Kaza ve Kader
Bu sözün etraflıca anlamı ve özet yoluyla ifadesi şudur:
İşlerimiz, bir bakıma bizim işlediğimiz işlerdir; bunları işlemeye gücümüz, ihtiyarımız vardır. Fakat bir başka bakımdan da bu işler, Allah’ın takdirine bağlıdır, kudretine dahildir. Allah-u Teala, bize, işlediğimiz işleri zorla işletmemektedir; aksi halde yaptığımız kötülüklere karşı bizi cezalandırması zulüm olurdu. Bunları işlemekte bizim gücümüz, ihtiyarımız vardır; ama işlerimizi, ancak kendimizin işlememiz hususunda da bizi başı boş bırakmamıştır; yaptıklarımızı, O’nun kudretiyle yapmaktayız. Gerçekte yaratış da O’nundur, hüküm de O’nun; emir de O’nun ve O, her şey’e gücü yetendir, kullarını gücüyle kavrayandır.
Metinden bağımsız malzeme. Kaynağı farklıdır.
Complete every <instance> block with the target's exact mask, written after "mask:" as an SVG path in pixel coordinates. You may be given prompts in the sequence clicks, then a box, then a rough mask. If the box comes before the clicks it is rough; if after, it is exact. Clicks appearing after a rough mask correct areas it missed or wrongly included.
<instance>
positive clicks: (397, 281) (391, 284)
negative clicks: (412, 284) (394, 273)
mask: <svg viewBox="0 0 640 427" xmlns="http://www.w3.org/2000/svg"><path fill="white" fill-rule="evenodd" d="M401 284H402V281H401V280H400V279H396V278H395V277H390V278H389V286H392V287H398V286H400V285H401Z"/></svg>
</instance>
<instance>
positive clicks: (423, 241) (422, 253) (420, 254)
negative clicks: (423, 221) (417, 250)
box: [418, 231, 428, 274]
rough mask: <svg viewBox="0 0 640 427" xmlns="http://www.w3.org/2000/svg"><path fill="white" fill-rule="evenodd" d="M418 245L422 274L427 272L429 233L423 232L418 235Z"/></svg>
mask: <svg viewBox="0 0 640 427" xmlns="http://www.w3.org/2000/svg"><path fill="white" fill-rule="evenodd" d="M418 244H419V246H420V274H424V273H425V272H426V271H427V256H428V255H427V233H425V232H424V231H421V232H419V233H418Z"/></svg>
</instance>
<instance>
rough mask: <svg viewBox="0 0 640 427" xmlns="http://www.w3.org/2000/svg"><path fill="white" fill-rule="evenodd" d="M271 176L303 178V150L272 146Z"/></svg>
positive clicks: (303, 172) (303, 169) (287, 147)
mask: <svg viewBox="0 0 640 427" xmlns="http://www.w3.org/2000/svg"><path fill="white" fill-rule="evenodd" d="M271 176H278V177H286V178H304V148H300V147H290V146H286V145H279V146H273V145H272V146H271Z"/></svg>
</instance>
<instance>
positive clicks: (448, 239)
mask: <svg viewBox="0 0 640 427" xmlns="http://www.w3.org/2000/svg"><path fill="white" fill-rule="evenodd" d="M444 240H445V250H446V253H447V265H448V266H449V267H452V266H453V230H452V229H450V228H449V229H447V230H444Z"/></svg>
Hasılı Kaza ve Kader, Allah-u Teala’nın sırlarından bir sırdır. Kim bunu, ileri varmadan, geri kalmadan anlarsa, hüküm budur; bu hususta fazla incelemeye kalkışırsa sapıklığa düşebilir, inancı bozulur; çünkü bu, öyle güç ve ince felsefi bir bahisdir ki ancak binde bir kişi kavrayabilir. İnsanın, Eimme-i Ethar’ın, (Masum İmamlar’ın) (a.s), buyurdukları gibi, gerçeğin, ikisi arasında olduğuna mutlak olarak cebir ve tefvizin bulunmadığına inanması yeter. Esasen bu, mutlaka etraflıca, inceden inceye araştırılıp inanca varılması gereken itikaadi asıllardan da değildir.